The US Food and Drug Administration has issued a “Study May Proceed” letter approving the commencement of clinical study with IC14 in patients with the most severe form of heart attack. An ST-elevated myocardial infarction (STEMI) is a very serious type of heart attack during which one of the heart’s major arteries supplying oxygen and nutrient-rich blood to the heart muscle is blocked.

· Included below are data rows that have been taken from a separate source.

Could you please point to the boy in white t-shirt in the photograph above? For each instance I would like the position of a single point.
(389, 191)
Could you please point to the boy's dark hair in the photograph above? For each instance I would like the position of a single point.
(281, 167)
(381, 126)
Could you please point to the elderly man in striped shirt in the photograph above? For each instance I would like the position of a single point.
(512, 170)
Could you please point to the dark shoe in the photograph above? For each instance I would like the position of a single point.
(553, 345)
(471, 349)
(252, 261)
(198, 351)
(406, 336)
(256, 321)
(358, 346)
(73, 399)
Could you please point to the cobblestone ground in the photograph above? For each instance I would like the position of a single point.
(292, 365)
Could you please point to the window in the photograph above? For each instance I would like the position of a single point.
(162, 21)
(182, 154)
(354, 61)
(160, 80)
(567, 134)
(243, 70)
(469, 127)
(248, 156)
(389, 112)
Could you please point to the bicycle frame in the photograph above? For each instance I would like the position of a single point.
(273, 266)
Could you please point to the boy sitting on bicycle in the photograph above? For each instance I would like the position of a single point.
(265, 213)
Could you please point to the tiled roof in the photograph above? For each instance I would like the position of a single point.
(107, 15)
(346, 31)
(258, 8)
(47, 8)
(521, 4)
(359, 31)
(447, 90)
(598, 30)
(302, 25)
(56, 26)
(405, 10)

Around 750,000 heart attacks are reported in the US each year.
Treatment for a heart attack is currently limited to rapid insertion of a stent to ensure that the blood vessel stays open, followed by administration of blood-thinning drugs such as aspirin to reduce blood coagulation and clotting.

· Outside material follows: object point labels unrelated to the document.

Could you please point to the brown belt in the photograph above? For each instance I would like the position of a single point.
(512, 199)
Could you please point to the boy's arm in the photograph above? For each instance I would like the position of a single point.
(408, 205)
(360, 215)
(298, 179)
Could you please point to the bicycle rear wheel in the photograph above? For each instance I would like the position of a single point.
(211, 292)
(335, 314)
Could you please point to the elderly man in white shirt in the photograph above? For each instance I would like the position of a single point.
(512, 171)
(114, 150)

However, over the following weeks and months, chronic damage accumulates to the heart muscle and vasculature because of the initial trauma of blockage (called “ischemia”) and subsequent re-establishment of blood flow (called “reperfusion”).
Ischemia-reperfusion injury (IRI) is largely mediated by immune pathways that are downstream from the target of Implicit’s monoclonal antibody IC14. IRI results in stiffening and weakening of the heart muscle, progressively reducing its efficiency and leading to the risk of further heart failure or other problems including strokes, dementia and lung failure.
IC14 will be administered to patients within hours of a STEMI with the object of preventing the acute and chronic damage caused by IRI.
Earlier in 2020, Implicit Bioscience successfully completed an animal model proof-of-concept study at the Baker Heart and Diabetes Institute in Melbourne, Australia, and filed a new patent application covering this use of IC14.